The influence of the legendary British techno-rock outfit Cubanate cannot be understated. One of the first acts to cross frantic techno and rave electronics with gritty rock guitars they both courted controversy and intrigue in equal measure. They even managed some mainstream flirtations with a track featured on the Gran Tourismo video game, as well as a soundtrack appearance on Mortal Kombat, plus extensive tours with the likes of Gary Numan, Rammstein, The Sisters of Mercy and Front 242.

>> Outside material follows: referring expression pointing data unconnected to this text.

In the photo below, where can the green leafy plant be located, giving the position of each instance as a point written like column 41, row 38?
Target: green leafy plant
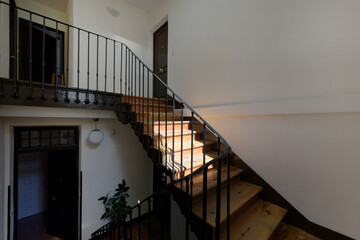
column 116, row 206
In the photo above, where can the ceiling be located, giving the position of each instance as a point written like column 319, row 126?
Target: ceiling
column 146, row 5
column 60, row 5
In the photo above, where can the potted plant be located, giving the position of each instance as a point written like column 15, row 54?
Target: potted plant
column 116, row 206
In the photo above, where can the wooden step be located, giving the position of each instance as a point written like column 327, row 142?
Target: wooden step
column 148, row 107
column 242, row 195
column 211, row 180
column 257, row 223
column 156, row 116
column 129, row 99
column 185, row 168
column 167, row 136
column 186, row 149
column 169, row 125
column 288, row 232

The band may have been relatively short-lived but, as the millennium came and went, the number of bands taking a direct influence from began to increase, thus securing their place in the annals of industrial rock.

The band's new release, 'Brutalism' is a retrospective that covers their first three albums, 'Antimatter', 'Cyberia', and 'Barbarossa' which yielded classic singles ‘Oxyacetylene’, ‘Body Burn’, and ‘Joy’. The fourteen tracks featured here represent the finest cuts of the band's early and perhaps most groundbreaking work. The tracks have been giving a loving remaster and as a result sound as though they were written and recorded yesterday, showing really just how far ahead of the curve Heal and Barry were back in the early-mid 90s.

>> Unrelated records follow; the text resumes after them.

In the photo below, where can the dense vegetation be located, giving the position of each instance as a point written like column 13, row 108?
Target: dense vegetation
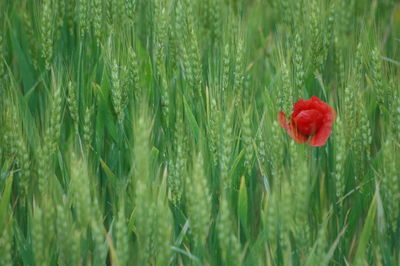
column 145, row 132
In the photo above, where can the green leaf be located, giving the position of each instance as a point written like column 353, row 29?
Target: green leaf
column 4, row 201
column 366, row 232
column 243, row 203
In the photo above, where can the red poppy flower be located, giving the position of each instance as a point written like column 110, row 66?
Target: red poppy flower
column 311, row 121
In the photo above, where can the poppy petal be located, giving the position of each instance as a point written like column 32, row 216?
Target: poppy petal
column 291, row 129
column 320, row 138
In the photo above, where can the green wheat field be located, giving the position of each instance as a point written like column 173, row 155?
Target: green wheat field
column 146, row 132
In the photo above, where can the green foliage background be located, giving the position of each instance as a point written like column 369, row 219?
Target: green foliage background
column 144, row 132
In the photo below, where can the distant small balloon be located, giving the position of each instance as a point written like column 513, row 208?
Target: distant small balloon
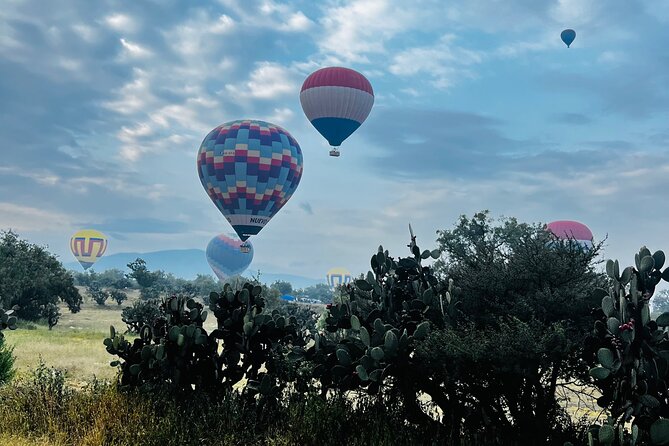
column 88, row 246
column 338, row 276
column 572, row 230
column 568, row 36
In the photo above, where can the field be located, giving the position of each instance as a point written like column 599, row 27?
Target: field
column 75, row 344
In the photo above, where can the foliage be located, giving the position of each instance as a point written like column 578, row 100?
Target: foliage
column 631, row 353
column 283, row 287
column 32, row 280
column 523, row 313
column 371, row 336
column 98, row 294
column 7, row 321
column 660, row 301
column 6, row 362
column 142, row 312
column 320, row 292
column 111, row 278
column 39, row 408
column 177, row 351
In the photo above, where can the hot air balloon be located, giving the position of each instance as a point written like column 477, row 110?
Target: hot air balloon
column 88, row 246
column 568, row 230
column 337, row 101
column 225, row 257
column 568, row 36
column 250, row 169
column 338, row 276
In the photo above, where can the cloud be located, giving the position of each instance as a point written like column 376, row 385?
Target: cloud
column 145, row 225
column 573, row 118
column 267, row 81
column 355, row 29
column 134, row 50
column 121, row 22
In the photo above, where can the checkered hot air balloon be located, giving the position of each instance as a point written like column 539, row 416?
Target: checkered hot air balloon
column 572, row 230
column 249, row 169
column 225, row 257
column 336, row 101
column 88, row 246
column 338, row 276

Tracks such as 'Autonomy', 'Body Burn', 'Hatesong', 'Oxyacetalyne', 'Industry', 'Vortech I', and 'Joy' can still compete with the freshest industrial rock tracks today. Combining a punk rock abandon of convention, experimentalism and fundamentally good songwriting, this track list is a perfect introduction to the band.

The tracks are wild and anarchic rides perforated by techno beats, rave electronics and searing guitars that despite their quick and on the fly original recordings still measure up in 2017. The remastering has allowed the songs to shine through once more and though the scene may be home to more illegitimate offspring than ever, 'Brutalism' shows that Cubanate are definitely the daddies.